Sure, and NK managed to only hit the wheels.
Or maybe "No flaps, no gear" is a clear indication of hydraulic failure, something that's driven by the same hydraulic system, and which seems to fail the same way.
It is entirely possible to have two aircraft suffer hydraulic (or electric or propulsion) within a short period. Since those systems are complex, distributed and redundant, such time-coincident failures mean very little. What
would mean something is if the
same component failed. Unless you have evidence that the same component failed, noticing that two hydraulic failure occurred would be spurious hypothesis. (Analogy: three people die of heart failure means nothing; one was a congenital malformation, one a heart attack, one a valve failure.
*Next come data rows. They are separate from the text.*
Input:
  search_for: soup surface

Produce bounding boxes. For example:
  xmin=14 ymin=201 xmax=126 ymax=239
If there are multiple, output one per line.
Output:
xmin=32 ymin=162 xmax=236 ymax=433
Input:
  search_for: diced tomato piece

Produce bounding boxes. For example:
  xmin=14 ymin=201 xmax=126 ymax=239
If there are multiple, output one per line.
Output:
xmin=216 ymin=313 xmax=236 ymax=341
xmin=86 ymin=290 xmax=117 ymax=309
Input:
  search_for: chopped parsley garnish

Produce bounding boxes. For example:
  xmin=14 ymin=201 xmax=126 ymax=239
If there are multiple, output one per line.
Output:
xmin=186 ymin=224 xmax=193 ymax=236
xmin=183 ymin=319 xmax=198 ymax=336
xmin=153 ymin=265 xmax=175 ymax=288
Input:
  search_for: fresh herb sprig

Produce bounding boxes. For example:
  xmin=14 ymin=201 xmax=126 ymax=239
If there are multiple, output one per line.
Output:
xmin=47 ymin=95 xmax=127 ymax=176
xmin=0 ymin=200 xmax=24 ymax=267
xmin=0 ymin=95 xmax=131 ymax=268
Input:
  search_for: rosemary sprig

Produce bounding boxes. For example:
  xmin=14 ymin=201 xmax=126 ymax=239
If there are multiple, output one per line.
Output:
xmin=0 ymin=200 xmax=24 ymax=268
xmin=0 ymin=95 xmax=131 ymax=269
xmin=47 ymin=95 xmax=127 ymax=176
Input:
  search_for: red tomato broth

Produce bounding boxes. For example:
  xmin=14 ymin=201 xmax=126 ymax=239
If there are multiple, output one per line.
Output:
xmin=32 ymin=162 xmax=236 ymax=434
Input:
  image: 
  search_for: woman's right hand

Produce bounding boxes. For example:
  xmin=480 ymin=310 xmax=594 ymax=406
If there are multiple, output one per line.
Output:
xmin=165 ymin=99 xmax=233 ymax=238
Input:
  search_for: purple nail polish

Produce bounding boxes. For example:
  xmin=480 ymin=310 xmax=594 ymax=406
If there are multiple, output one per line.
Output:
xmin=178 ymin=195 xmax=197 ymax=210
Nothing to see there!)
Since hydraulic systems are flight critical, there are more than one independent hydraulic systems.
I am aware of one airliner that suffered catastrophic failure of all
three independent hydraulic systems: ua232. There the dicy10's central rear engine spewed turbine blades, and cut all three systems in the tail section. The only working controls were the two wing engine thrust controls, and the plane could only turn right. Stunningly the three pilots (one deadheading) managed to hit an airfield. In later simulations nobody else managed that.
The ua232 saga is well worth understanding. Ignore the Hollywood film, concentrate on "The Crash of United Flight 232 by Capt. Al Haynes"
http://www.iamcraig.com/files/2010/11/al_haynes_united_232.pdf I first read that over 30 years ago on usenet, and my hair stood on end.
It still does whenever I reread it. By comparison Sullenberger's ditching into the Hudson was very very boring!